Au milieu des années 90, l'assurance-emploi n'avait plus d'«assurance» que le nom. Normalement, dans n'importe quelle police d'assurance, la prime est établie en fonction du risque. C'était d'ailleurs dans cet esprit que le programme a été créé en 1941. Or, la réforme a permis à Ottawa de dégager d'énormes surplus, à coups de 6, 7, 8 milliards par année. Dans son rapport de 2002, la vérificatrice générale Sheila Fraser a sévèrement frotté les oreilles du ministre des Finances Paul Martin, accusant le gouvernement de frôler l'illégalité dans ce dossier.

Mais où donc sont passés tous ces milliards?

Ils ont servi à assainir les finances publiques.

Les cotisations à l'assurance emploi entrent dans la colonne des revenus budgétaires du gouvernement, au même titre que les taxes et les impôts. Et les prestations sont simplement ajoutées aux dépenses. Lorsque les cotisations sont plus élevées que les prestations, la différence est donc automatiquement appliquée à la réduction du déficit.

À partir du moment où Ottawa a atteint l'équilibre budgétaire, en 1997, les surplus de l'assurance emploi ont contribué à gonfler les surplus budgétaires, eux-mêmes canalisés en partie au remboursement de la dette.

À l'époque, le gouvernement Chrétien a bien annoncé des réductions des cotisations, mais pas assez pour renoncer aux excédents de l'assurance emploi. Le gouvernement Harper a décidé de donner un répit aux travailleurs et aux employeurs en gelant les cotisations pour 2009 et 2010.

Ce n'était pas une très bonne décision, puisque c'est ce gel, en privant l'assurance emploi de revenus estimés à plus de 800 millions par année, qui est en partie responsable du déficit. De plus, la récession et les pertes d'emplois qui ont suivi ont gonflé les prestations.

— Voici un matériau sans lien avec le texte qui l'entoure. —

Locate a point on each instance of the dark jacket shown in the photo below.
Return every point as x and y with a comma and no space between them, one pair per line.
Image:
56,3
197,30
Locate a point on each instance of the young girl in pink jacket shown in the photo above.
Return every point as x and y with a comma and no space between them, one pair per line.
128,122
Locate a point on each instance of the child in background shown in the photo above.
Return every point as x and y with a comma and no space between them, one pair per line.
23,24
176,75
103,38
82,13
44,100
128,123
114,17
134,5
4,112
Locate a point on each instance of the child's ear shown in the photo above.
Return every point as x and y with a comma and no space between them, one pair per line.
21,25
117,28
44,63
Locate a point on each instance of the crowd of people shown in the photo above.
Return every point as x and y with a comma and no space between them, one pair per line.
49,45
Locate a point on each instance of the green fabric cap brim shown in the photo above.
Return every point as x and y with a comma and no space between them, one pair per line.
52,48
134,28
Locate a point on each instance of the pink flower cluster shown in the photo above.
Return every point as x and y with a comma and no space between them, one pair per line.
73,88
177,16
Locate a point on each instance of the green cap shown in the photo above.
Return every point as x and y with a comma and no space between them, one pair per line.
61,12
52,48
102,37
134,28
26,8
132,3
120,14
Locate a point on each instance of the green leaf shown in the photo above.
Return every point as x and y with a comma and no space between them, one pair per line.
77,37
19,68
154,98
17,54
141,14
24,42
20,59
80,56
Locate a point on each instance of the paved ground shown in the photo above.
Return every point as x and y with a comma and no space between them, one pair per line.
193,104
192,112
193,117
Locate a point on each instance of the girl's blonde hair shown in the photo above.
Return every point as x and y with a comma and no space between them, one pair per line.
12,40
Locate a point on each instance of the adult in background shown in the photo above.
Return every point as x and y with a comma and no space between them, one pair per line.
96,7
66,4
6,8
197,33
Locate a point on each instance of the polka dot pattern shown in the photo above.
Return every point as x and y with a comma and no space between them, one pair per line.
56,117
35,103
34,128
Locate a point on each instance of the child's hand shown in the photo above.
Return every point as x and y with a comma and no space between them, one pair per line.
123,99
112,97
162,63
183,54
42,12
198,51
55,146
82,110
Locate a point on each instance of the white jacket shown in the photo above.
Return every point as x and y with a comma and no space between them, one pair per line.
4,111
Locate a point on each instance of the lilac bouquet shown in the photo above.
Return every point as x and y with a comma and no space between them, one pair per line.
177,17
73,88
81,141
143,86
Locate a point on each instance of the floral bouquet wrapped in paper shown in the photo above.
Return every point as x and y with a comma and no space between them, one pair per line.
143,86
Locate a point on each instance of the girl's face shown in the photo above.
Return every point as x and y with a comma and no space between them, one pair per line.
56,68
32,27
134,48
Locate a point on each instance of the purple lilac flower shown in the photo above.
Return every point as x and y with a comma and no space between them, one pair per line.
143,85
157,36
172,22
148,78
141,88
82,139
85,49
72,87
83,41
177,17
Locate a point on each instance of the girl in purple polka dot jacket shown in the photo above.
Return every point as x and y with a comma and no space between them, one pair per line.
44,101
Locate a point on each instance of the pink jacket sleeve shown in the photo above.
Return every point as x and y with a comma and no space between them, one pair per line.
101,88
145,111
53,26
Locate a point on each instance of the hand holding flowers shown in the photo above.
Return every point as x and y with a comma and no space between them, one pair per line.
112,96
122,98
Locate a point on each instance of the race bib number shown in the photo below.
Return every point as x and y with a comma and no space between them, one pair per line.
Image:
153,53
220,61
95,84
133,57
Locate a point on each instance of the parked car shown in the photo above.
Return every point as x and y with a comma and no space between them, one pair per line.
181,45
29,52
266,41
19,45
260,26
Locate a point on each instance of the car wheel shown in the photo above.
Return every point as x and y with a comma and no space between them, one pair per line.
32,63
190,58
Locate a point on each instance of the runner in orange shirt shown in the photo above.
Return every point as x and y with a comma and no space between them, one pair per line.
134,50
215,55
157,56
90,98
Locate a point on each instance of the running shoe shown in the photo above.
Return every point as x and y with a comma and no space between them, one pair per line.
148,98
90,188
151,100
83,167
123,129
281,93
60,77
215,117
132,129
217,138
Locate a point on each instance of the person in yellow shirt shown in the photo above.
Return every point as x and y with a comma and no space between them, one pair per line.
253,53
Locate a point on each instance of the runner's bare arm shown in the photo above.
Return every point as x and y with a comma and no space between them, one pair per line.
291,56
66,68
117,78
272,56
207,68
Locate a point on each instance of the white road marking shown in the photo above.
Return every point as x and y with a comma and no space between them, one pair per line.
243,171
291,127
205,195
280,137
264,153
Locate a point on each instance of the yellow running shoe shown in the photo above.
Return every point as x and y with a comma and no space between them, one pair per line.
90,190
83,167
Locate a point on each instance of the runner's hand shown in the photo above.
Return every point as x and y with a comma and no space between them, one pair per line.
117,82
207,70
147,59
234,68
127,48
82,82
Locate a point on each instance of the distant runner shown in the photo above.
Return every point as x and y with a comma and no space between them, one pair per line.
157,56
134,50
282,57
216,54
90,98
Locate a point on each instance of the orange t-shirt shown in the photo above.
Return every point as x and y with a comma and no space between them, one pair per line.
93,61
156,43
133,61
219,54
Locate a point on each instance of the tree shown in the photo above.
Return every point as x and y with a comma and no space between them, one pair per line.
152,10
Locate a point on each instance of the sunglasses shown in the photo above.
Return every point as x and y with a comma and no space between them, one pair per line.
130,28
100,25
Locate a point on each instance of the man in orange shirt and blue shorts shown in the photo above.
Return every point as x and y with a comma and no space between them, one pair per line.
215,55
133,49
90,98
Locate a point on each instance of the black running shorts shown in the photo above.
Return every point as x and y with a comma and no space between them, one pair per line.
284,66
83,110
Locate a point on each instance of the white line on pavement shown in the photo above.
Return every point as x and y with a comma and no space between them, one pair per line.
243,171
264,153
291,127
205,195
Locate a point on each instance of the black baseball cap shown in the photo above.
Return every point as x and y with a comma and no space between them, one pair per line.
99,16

En 2008, la Cour suprême a eu l'occasion de se prononcer sur la question, à la suite d'une plainte syndicale qui accusait Ottawa de détournement de fonds. Le tribunal a rejeté cette prétention, mais a quand même statué que le gouvernement a agi illégalement en 2002, 2003 et 2005. Il s'agit en fait d'une question hautement technique qui porte sur la façon de fixer le taux de cotisation pour les trois années en question, et qui n'a pas grand-chose à voir avec un présumé détournement de fonds.

En fait, Ottawa n'a rien caché dans cette affaire. N'importe qui, à la lecture des documents budgétaires, pouvait facilement voir ce qui se passait. De plus, quand on se rappelle le cul-de-sac financier où se trouvait le gouvernement à l'époque, on peut certainement se consoler en pensant que les surplus ont été utilisés à bon escient.

Ce qui choque, en revanche, c'est la méthode: il est tout à fait exact que, pendant des années, les travailleurs et les employeurs ont versé des milliards en trop. Cela frise l'illégalité, disait Sheila Fraser. Ce n'est peut-être pas un détournement de fonds, puisque la Cour suprême le dit, mais le moins que l'on puisse dire, c'est que ça frise drôlement le détournement de fonds.